As participações de furtos em supermercados diminuíram mais de 40% nos primeiros meses deste ano, segundo dados oficiais da PSP e da GNR. Responsáveis pela segurança deste sector de atividade dizem que a quebra não reflete a realidade -garantem que os furtos estão a aumentar-, atribuindo-a a um "golpe administrativo". Em causa está uma alteração legislativa, que o Governo justificou para travar as "bagatelas penais" - o furto de bens com valor inferior a 102 euros -, que estará a deixar de fora grande parte das queixas dos comerciantes.

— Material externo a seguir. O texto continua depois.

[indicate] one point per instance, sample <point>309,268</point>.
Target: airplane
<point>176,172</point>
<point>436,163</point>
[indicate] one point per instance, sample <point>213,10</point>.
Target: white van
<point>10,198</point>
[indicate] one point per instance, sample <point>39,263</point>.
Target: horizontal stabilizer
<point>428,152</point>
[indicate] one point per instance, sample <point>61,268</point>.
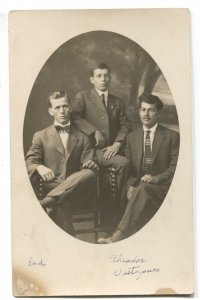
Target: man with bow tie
<point>63,157</point>
<point>152,151</point>
<point>102,117</point>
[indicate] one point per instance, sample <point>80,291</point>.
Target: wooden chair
<point>106,185</point>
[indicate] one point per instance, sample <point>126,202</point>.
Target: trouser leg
<point>77,187</point>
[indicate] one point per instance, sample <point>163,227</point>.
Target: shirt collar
<point>100,92</point>
<point>152,129</point>
<point>58,124</point>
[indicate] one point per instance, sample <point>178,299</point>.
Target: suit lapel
<point>56,141</point>
<point>158,139</point>
<point>140,146</point>
<point>72,141</point>
<point>111,104</point>
<point>97,100</point>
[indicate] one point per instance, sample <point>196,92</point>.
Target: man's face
<point>60,110</point>
<point>101,79</point>
<point>149,114</point>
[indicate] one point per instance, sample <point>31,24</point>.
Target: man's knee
<point>120,162</point>
<point>88,175</point>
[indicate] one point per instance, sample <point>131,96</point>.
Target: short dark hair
<point>57,95</point>
<point>101,66</point>
<point>151,99</point>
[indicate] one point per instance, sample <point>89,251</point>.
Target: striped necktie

O impacto da nova lei nas estatísticas oficiais foi assumido pelo gabinete do secretário-geral do Sistema de Segurança Interna (SSI), no relatório da criminalidade do primeiro trimestre de ano. "É provável que o crime de furto em supermercado venha a sofrer um decréscimo significativo, uma vez que face à nova lei, em que os lesados têm de se constituir como assistentes, obrigando a um gasto de, aproximadamente 200 euros, pode vir a observar-se um desincentivo das queixas de furtos cujo valor seja inferior ao referido", foi escrito no documento reservado apresentado às forças de segurança no início deste mês.

Este era um tipo de crime que chegou a ser dado como "barómetro" do impacto da austeridade nas famílias portuguesas. Alguns casos de furtos (ver casos em baixo) serviram como exemplo da necessidade de livrar os tribunais destas queixas, que se tomam dispendiosas para a Justiça, e transmitir a ideia de alguma tolerância com as dificuldades sociais. No entanto, os alimentos nem são os produtos mais roubados (ver lista).

Diretores de segurança de algumas das maiores superfícies comerciais da área de Lisboa sustentam que as estatísticas oficiais "estão muito longe da realidade" e, segundo dados que mostraram ao DN, pouco mais de 10% dos furtos são denunciados. "Embora possa haver exceções, como as que vieram a público, por regra sempre participámos apenas os casos de reincidentes ou os mais graves", afirma um destes responsáveis. Ou seja, diz outro diretor de segurança, "se houve menos participações este ano, terão sido da parte dos pequenos comerciantes, que são quem está a sofrer mais".

Nada que a Confederação de Comércio de Serviços (CCS) não tivesse previsto: "Colocar fora do sistema penal crimes de furto e obrigar os comerciantes a apresentarem queixas particulares com todos os custos inerentes a esses processos é um incentivo ao pequeno furto e ao agravamento da criminalidade, sobretudo num cenário de crise que se tem traduzido num aumento exponencial de furtos em estabelecimentos comerciais e de serviços", advertiram na altura da discussão da alteração legislativa, mantendo agora a mesma posição.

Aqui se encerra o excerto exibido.